Managing Editor Catherine Zhang recreates her scarring moment entering the men’s bathroom, which she remembers to this day.

On the third day of my freshman year, I walked in on someone peeing. In the men’s bathroom.

I had yet to find my way around school, and I probably should have read the sign outside that would have prevented this debacle. But I was in a desperate rush — a result of being too scared to ask the teacher to leave the classroom. So trivial things like which assigned gender appeared on the door didn’t matter because all I saw was a glorious bathroom.

To my relief — and maybe yours too — the dude had his back turned and never saw me. I realized quickly enough to sprint out of there, but the memory of those five seconds resurfaces from the depths of my mind almost every time I pass a men’s bathroom.

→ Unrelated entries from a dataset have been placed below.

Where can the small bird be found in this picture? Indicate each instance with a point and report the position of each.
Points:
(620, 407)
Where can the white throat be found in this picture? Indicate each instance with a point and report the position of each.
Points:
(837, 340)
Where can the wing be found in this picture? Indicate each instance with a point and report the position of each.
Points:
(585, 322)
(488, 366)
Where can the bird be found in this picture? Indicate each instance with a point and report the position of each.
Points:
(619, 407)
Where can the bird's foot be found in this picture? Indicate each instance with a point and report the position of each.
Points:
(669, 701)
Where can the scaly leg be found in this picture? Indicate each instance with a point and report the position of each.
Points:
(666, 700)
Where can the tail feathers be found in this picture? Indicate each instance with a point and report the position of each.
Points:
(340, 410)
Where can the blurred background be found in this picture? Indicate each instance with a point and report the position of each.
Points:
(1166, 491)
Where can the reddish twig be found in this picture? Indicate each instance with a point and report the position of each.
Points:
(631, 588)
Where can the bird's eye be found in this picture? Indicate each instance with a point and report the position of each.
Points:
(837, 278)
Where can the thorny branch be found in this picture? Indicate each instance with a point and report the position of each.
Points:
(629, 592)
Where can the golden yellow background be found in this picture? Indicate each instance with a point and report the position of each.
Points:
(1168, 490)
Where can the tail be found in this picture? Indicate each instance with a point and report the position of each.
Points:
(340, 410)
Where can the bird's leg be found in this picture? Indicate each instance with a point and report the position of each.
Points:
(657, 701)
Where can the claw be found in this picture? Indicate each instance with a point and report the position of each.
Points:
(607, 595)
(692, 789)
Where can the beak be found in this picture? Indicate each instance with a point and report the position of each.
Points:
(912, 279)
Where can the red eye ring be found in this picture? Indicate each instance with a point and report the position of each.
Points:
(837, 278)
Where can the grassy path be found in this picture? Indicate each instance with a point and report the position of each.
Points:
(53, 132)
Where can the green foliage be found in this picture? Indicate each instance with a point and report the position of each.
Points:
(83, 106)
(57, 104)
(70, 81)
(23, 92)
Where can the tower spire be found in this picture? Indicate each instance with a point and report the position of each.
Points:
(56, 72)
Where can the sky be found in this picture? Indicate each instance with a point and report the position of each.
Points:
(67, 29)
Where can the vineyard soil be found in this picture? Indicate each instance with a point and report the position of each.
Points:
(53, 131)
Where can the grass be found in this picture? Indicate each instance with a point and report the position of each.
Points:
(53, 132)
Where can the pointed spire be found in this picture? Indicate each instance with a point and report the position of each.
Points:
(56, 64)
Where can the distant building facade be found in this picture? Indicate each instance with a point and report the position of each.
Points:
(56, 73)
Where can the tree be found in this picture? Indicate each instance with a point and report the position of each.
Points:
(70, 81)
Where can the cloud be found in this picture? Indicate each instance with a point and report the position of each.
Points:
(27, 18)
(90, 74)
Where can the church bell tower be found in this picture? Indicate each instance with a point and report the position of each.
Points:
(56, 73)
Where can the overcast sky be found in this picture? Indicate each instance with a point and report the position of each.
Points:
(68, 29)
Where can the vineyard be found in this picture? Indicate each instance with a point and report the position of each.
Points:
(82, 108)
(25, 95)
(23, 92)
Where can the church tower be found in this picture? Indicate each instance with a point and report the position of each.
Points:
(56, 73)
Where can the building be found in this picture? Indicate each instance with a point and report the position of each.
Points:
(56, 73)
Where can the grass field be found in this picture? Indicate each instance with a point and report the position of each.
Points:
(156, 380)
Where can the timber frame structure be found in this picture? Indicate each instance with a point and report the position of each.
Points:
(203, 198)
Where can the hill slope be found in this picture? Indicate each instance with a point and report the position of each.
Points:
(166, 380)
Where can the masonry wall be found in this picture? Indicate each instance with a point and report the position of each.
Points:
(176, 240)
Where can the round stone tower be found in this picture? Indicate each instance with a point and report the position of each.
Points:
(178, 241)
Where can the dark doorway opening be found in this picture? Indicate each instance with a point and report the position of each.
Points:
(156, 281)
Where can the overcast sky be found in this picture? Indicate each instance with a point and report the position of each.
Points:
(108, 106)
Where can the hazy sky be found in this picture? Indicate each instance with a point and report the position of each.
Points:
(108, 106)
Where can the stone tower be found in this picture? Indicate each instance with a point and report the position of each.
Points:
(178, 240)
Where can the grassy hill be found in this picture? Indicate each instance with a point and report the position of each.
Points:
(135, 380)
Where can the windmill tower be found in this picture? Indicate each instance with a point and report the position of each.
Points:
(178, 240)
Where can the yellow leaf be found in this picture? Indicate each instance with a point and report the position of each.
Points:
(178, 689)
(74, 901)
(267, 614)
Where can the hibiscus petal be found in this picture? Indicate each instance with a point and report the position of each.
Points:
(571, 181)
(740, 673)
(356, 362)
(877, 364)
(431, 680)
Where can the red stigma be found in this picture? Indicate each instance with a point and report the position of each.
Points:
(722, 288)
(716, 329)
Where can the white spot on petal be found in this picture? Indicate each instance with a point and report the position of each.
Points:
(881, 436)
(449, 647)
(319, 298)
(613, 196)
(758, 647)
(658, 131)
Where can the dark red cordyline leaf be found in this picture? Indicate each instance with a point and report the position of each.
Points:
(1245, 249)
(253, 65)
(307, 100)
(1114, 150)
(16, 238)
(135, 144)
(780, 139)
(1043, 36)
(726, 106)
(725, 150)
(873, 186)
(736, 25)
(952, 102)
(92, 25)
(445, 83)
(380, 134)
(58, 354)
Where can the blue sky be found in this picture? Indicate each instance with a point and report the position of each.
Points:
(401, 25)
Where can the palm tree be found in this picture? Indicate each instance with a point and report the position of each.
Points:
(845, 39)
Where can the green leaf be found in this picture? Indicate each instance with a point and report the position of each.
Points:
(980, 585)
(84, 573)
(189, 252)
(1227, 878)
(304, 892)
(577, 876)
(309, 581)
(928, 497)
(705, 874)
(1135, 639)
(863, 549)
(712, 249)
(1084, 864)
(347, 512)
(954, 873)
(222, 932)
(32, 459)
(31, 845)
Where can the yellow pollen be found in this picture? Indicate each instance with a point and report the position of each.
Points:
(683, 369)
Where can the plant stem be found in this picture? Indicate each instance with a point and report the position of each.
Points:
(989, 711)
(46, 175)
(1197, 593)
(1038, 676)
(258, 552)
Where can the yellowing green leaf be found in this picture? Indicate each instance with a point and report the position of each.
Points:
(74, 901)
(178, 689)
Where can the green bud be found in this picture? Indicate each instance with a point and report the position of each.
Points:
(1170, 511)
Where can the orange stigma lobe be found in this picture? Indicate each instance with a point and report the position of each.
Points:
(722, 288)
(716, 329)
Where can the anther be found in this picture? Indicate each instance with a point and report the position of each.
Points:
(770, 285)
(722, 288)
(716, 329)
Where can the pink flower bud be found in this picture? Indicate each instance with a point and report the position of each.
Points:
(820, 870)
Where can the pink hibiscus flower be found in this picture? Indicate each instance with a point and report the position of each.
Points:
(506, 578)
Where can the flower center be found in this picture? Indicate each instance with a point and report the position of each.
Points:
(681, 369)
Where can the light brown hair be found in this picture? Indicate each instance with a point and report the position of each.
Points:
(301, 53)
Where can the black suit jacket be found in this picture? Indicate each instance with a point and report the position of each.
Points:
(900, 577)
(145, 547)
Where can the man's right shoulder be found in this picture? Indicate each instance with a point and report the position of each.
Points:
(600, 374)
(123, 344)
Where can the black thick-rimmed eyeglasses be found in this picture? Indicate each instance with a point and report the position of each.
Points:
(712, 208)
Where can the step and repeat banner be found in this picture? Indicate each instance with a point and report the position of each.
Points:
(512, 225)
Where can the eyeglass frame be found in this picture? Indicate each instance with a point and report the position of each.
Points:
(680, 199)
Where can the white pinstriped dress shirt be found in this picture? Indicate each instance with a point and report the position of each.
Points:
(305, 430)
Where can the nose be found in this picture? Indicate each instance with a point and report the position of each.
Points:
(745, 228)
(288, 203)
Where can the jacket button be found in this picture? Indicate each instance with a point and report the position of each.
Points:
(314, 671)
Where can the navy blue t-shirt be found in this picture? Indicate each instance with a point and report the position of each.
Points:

You might be thinking to yourself, Big deal. Harmless mistake. Stop being so dramatic.

Except this wasn’t the first time.

In fourth grade while waiting for my turn on picture day, the urge to pee struck. Walking in, seeing urinals and then figuring out that girls bathrooms indeed don’t have such fixtures was not an experience I hoped to live through twice. But I did.

Even though the inferno of shame that engulfed my face back then was not enough to prevent the same mistake from happening twice, I can gladly assure you that I have had the pride and pleasure of gracing a grand total of zero additional men’s bathrooms to this day.

Just like in school, friendships and other aspects of my life, my least favorite way of learning lessons is through making mistakes. But this method almost 100 percent guarantees improvement and change in my actions.

Like every photo angle, writing strategy, story idea or page layout Torch tries, we learn from what works and what does not work. If something “works,” then we delve deeper into it. We attempt to make that facet even better. If something doesn’t work, then we have a basis to attempt at executing the idea again, hopefully doing it correctly the second time. The first mistake sets a precedent for us to calculate our previous miscalculation by showing us what doesn’t work and why it doesn’t work properly.

Mistakes may stem from taking a risk or from absent-minded carelessness, but whether these errors end in reward or not depends on what we take upon ourselves to do afterward. The learning experiences that emerge from these uncertainties amount to valuable lessons.

Yes, my mind may be swarming with past mistakes I wish I handled differently, but living with these memories helps make current and future decisions more well thought out. Each lesson is one I’m grateful to have learned the hard way earlier rather than later, because I know I’ll be walking into more than one metaphorical men’s bathroom in college and beyond.

After all, making a mistake is only a mistake the first time you do it. Doing it twice isn’t a mistake anymore, it’s a lesson hopefully learned.